Kindhechting bij chimpansees: overeenkomsten met mensen

Leipzig. Vertrouw je erop dat je moeder je steun en toeverlaat is, of ben je juist onzeker en op jezelf aangewezen? De relaties tussen babychimpansees en hun moeders lijken opvallende overeenkomsten te vertonen met de relaties tussen moeder en kind bij mensen. Dit beschrijft een team onder leiding van Eléonore Rolland van het Max Planck Instituut voor Evolutionaire Antropologie in Leipzig in het tijdschrift “Nature Human Behaviour”.
Psychologen maken onderscheid tussen veilige, onveilige en gedesorganiseerde – duidelijk verstoorde – gehechtheden. Volgens waarnemingen komen deze laatste helemaal niet voor bij in het wild levende chimpansees (Pan troglodytes verus), maar bij mensen worden ze wel aangetroffen bij bijna een kwart (23,5 procent) van de kinderen, aldus het onderzoeksteam.
Onderzoekers concluderen dat een ernstig verstoorde ouder-kindband bij apen niet bevorderlijk is voor hun overleving. Dit betekent dat als wilde chimpansees af en toe te maken krijgen met verstoorde banden, de kans klein is dat ze overleven en zich voortplanten.
Bij gedesorganiseerde gehechtheid vertoont het kind geen consistent hechtingsgedrag, lijkt het verward en angstig of vertoont het vreemd gedrag. Zulke verstoorde banden komen vaak voor bij chimpansees in gevangenschap. Verweesde dieren hebben hier vaak last van: uit eerdere analyses blijkt dat bijna tweederde van de dieren (61 procent) een gedesorganiseerde gehechtheid vertoont.

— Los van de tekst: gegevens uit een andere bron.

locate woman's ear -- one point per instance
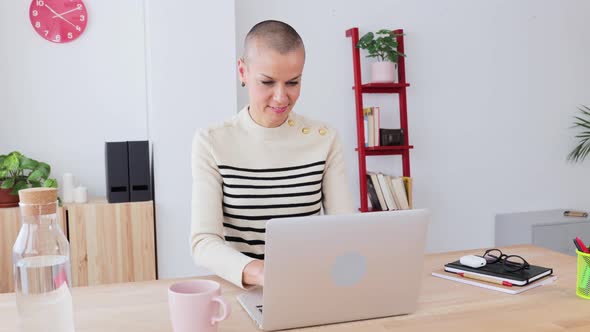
(242, 70)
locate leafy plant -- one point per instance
(580, 152)
(19, 172)
(382, 45)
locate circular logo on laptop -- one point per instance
(348, 269)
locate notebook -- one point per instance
(504, 289)
(496, 271)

Bij mensen ontstaat dit wanneer een kind voortdurend angst, agressie of een vormend trauma ervaart van de ouder/verzorger. Vaak is mishandeling of verwaarlozing de oorzaak. Mogelijke levenslange gevolgen zijn onder meer problemen met het reguleren van emoties en het sociale leven, en ook psychische problemen.
De eerste levenservaringen bepalen de ontwikkeling van het hechtingstype. Doorslaggevend is de kwaliteit van de relatie met de primaire verzorgers – bij mensen meestal moeder en vader. Als een kind zijn of haar verzorgers als betrouwbaar, empathisch en responsief ervaart, zal hij of zij doorgaans een veilige hechting ontwikkelen. Dit vormt onder andere de basis voor latere relaties en zorgt ervoor dat de nakomelingen onbevreesd de wereld kunnen ontdekken.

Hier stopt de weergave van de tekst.